Reconhece-se – e isto é novidade – que os sistemas de segurança social (que não estão harmonizados e cujo desenho e gestão é competência nacional) podem, por si, atrair trabalhadores a alguns Estados-membros, concluindo-se que é “legítimo ter em conta esta situação e prever, a nível da União e a nível nacional, e sem criar discriminações directas ou indirectas injustificadas, medidas que limitem os fluxos de trabalhadores”.

Na mesma linha, reconhece-se também que “o incentivo à contratação, a redução do desemprego, a protecção dos trabalhadores vulneráveis e a prevenção do risco de comprometer seriamente a sustentabilidade dos sistemas de segurança social são razões de interesse público reconhecidas pela jurisprudência do Tribunal de Justiça da União Europeia.

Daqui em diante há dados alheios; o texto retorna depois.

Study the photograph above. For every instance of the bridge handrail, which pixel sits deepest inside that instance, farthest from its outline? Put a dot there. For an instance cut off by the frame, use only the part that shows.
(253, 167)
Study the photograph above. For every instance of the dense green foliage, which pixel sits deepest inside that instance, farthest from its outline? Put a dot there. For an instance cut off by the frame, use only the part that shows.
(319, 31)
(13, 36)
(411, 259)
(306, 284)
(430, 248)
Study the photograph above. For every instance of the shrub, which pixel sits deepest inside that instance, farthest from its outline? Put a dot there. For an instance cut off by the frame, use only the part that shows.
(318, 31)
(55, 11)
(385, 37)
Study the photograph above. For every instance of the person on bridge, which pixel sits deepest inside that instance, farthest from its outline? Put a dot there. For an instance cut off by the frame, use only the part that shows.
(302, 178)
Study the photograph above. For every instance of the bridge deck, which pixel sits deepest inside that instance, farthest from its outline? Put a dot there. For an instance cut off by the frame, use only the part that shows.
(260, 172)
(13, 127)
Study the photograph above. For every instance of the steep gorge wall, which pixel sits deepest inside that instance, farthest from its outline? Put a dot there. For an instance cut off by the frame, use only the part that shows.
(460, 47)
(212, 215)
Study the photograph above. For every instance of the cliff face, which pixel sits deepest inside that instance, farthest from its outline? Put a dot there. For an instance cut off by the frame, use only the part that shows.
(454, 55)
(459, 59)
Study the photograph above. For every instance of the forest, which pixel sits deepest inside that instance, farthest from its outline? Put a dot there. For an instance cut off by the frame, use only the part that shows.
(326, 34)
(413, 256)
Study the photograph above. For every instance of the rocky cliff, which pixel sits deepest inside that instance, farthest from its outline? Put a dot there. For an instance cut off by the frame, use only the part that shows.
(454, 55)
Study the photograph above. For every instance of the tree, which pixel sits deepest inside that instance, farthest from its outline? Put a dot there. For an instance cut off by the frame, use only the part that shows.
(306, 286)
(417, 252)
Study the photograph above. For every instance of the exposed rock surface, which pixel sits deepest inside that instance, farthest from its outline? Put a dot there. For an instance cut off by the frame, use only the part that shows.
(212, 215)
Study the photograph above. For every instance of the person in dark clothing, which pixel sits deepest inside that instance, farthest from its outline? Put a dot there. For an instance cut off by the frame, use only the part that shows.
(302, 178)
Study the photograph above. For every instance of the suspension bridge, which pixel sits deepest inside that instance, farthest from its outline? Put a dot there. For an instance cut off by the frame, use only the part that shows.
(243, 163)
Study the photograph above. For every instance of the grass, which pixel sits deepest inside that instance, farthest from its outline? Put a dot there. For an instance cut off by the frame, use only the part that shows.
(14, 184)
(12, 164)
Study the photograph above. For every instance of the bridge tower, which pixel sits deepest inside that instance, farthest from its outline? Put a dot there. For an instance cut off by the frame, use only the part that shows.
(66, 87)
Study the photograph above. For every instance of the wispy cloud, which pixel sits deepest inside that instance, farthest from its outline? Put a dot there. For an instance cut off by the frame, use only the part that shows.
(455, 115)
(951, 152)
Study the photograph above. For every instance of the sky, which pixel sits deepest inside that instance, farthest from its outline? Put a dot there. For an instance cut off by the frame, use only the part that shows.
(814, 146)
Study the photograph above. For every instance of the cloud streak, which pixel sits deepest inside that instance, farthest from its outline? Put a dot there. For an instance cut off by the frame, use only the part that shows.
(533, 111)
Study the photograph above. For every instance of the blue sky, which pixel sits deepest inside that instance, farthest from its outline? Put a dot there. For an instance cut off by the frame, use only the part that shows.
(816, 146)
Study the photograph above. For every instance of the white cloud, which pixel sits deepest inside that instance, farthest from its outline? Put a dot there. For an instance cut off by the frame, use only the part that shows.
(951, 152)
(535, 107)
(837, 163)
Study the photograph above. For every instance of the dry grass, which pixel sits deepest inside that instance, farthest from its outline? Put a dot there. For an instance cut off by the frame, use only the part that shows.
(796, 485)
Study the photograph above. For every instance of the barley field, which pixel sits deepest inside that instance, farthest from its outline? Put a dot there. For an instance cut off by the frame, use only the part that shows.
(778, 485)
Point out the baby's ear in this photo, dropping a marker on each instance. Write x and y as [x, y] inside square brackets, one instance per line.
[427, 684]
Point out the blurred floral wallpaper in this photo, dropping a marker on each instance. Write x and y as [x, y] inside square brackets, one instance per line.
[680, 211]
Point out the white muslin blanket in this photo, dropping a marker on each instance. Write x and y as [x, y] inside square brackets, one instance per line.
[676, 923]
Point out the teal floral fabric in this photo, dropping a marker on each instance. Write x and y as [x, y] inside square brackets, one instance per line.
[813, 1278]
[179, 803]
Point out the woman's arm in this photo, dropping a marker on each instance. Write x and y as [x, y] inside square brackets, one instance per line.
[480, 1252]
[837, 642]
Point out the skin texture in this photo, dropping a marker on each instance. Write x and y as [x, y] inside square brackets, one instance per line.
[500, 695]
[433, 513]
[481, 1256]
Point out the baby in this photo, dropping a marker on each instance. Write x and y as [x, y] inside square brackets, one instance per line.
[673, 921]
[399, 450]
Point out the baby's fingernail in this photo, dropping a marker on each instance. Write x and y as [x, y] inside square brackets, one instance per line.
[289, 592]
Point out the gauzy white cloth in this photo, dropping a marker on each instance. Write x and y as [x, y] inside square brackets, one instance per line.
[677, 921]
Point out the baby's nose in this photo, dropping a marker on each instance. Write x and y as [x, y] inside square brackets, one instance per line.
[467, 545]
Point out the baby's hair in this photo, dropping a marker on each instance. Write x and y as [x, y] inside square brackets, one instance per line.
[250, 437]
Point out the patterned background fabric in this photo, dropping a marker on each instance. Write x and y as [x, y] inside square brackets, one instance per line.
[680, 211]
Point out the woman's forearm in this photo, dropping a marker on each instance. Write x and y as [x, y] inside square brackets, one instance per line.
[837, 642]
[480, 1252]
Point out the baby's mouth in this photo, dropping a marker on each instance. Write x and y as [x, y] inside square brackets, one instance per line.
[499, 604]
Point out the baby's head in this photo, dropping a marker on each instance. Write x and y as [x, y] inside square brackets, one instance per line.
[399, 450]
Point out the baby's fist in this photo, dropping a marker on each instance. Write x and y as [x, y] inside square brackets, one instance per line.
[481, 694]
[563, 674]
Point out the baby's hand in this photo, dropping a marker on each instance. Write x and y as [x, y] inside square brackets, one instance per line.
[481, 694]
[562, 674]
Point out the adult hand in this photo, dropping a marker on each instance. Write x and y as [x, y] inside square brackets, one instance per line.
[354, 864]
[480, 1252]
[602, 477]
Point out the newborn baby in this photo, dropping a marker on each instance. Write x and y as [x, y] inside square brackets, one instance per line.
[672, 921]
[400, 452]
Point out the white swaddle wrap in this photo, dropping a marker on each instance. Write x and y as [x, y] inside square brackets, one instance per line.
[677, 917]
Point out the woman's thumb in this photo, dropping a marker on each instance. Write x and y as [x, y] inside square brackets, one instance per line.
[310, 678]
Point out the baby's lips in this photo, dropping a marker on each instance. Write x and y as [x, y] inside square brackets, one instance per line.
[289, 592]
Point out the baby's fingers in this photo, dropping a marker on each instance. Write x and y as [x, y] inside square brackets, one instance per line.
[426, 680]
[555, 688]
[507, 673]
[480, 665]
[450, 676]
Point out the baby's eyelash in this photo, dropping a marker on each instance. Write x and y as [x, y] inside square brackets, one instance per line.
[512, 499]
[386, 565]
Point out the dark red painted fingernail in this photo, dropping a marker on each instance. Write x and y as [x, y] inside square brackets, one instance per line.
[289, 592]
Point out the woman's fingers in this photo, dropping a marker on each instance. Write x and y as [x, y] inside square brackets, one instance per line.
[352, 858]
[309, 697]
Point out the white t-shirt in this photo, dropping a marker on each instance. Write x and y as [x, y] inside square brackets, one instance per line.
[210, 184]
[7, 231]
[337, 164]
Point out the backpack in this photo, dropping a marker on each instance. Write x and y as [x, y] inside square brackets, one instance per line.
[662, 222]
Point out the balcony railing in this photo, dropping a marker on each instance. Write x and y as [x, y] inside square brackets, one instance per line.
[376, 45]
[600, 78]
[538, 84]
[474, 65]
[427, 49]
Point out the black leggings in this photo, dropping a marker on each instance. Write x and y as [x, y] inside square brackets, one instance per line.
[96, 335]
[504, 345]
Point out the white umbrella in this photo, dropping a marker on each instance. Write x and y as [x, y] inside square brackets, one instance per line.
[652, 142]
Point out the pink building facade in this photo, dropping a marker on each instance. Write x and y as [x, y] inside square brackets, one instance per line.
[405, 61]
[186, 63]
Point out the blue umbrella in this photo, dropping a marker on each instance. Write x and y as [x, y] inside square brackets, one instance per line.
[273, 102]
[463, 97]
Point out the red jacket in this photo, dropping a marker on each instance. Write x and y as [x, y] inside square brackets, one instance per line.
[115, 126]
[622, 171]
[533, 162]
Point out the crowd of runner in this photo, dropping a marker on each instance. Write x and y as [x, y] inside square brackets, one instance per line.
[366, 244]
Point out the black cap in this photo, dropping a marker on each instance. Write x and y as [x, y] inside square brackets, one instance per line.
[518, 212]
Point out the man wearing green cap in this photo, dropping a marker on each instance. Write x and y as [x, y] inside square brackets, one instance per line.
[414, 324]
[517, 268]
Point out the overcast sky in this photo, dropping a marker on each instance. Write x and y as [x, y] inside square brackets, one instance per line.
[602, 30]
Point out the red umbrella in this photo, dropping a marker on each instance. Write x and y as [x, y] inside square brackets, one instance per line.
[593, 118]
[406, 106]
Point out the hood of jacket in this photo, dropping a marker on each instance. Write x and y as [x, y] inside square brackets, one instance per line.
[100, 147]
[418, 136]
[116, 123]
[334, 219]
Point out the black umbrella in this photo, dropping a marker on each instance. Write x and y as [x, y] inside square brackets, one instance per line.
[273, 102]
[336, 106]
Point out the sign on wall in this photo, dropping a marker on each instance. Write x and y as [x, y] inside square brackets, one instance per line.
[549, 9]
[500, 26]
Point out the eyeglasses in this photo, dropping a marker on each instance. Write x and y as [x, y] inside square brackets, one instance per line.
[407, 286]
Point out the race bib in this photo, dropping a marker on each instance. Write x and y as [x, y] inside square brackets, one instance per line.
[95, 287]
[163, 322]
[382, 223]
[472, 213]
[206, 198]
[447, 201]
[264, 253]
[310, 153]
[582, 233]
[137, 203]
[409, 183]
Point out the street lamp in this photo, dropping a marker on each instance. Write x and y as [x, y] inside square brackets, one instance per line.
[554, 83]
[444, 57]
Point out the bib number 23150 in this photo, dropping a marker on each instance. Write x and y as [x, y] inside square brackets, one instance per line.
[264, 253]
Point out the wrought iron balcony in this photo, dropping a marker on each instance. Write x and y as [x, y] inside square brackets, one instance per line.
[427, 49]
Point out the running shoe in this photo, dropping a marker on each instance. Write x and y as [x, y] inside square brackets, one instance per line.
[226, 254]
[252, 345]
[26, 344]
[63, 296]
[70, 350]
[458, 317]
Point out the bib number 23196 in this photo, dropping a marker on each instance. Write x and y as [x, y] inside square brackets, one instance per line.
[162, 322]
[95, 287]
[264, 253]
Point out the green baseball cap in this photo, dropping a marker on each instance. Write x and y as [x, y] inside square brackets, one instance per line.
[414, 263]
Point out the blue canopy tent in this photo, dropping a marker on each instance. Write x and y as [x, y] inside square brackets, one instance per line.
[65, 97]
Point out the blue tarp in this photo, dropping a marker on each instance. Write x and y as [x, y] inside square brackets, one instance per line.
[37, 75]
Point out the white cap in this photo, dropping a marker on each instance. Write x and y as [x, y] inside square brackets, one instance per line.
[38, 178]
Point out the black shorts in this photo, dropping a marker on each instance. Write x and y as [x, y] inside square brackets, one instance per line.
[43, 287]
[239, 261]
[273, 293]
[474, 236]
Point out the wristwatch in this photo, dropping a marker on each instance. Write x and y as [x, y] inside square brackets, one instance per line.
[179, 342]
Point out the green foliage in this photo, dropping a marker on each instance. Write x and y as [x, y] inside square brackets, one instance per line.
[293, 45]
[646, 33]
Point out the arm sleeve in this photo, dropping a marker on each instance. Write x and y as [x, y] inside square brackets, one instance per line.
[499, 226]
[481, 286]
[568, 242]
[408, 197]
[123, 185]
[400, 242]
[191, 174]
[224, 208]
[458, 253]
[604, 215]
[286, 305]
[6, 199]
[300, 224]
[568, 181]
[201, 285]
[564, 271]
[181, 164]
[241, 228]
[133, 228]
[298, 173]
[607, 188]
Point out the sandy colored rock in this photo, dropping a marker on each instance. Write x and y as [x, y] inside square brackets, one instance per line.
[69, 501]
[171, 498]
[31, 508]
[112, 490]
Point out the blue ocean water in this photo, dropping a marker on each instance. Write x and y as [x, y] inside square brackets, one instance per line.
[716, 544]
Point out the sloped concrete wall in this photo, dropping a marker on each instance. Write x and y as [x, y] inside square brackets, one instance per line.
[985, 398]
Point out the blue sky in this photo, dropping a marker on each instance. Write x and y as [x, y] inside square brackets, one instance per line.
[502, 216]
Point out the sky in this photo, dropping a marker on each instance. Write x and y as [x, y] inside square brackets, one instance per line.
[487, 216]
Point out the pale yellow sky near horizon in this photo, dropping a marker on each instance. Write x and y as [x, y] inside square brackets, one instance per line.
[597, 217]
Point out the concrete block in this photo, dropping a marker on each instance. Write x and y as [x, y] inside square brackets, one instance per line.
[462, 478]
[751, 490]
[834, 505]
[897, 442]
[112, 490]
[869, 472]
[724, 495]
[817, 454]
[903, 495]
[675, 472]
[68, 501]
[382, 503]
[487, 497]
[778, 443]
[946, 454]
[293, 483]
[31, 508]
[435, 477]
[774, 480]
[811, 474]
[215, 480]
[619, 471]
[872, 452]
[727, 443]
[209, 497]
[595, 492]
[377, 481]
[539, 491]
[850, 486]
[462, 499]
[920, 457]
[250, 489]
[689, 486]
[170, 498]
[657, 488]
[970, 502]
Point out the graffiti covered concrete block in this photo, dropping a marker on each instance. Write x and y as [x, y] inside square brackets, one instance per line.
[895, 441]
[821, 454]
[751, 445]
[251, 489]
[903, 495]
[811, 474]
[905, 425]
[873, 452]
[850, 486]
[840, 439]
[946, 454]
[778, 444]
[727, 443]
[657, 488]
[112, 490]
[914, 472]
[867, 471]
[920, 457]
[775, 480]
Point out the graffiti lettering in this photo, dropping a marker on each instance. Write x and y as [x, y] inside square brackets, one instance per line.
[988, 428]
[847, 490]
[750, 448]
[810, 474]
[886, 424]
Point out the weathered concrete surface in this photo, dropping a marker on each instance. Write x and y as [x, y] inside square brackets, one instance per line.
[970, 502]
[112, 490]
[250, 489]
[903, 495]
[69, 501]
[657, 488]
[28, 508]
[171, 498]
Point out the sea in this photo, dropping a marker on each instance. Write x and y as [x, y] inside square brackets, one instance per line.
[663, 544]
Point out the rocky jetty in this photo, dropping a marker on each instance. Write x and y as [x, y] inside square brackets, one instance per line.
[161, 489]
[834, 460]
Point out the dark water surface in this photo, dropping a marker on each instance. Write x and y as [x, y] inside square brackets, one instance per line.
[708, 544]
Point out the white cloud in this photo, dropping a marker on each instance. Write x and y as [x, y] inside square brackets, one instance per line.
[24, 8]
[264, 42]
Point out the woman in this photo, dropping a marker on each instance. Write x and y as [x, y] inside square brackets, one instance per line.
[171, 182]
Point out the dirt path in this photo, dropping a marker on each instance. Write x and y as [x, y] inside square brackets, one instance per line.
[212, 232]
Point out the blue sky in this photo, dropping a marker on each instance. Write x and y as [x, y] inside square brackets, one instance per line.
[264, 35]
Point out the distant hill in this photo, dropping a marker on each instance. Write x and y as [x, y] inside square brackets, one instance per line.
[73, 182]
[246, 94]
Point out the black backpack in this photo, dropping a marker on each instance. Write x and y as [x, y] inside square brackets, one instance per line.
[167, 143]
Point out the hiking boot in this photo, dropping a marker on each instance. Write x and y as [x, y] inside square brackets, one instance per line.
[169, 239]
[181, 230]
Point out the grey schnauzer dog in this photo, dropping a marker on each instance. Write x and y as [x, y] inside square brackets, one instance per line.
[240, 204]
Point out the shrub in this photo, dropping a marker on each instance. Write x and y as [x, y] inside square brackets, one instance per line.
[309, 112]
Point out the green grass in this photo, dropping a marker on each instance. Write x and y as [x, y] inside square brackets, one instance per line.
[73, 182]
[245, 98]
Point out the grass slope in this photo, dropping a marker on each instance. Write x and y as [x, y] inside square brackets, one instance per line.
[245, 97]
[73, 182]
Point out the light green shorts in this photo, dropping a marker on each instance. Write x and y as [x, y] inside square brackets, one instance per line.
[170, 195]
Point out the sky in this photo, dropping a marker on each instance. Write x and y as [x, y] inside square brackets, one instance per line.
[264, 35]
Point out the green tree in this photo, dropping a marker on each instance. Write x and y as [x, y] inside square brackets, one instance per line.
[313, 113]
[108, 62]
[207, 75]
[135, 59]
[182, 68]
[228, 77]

E, a partir daqui, o que pode ser feito?

Desde logo três coisas que decorrem, fundamentalmente, de acórdãos já proferidos pelo Tribunal Europeu de Justiça em torno do que, por vezes, é designado de “turismo social”, como pode ler aqui ou aqui.

Ou seja:

1) Os Estados-membros podem indeferir pedidos de assistência social de cidadãos de outros Estados-membros que não beneficiem do direito de residência ou que apenas estejam habilitados a residir no seu território em virtude de procurarem emprego.

2) Os Estados-membros podem tomar medidas para prevenir os abusos de direito ou as fraudes, como a apresentação de documentos falsificados, e combater os casos de celebração ou manutenção de casamentos de conveniência com nacionais de países terceiros com o objectivo de usar a liberdade de circulação como forma de regularizar a permanência ilegal num Estado-membro.

3) Os Estados-membros de acolhimento podem igualmente tomar “as necessárias medidas restritivas” para se defenderem das pessoas cujo comportamento for susceptível de representar uma “ameaça real e grave para a ordem pública ou a segurança pública”.

Casamentos de conveniência deixam de valer “livre trânsito”?

A Comissão prometeu que produzirá em breve legislação para actualizar o direito europeu à luz dos acórdãos da justiça e para precisar os conceitos e as condições de aplicação destas três restrições. E, sim, ficou explícito que será produzida legislação para “excluir do âmbito de aplicação dos direitos de livre circulação os nacionais de países terceiros que não tenham tido residência legal num Estado-membro antes de se casarem com um cidadão da União ou que casem com um cidadão da União só depois de esse cidadão ter fixado residência no Estado-membro de acolhimento”. Nesses casos, será aplicável aos nacionais de países terceiros a legislação em matéria de imigração do Estado-membro de acolhimento.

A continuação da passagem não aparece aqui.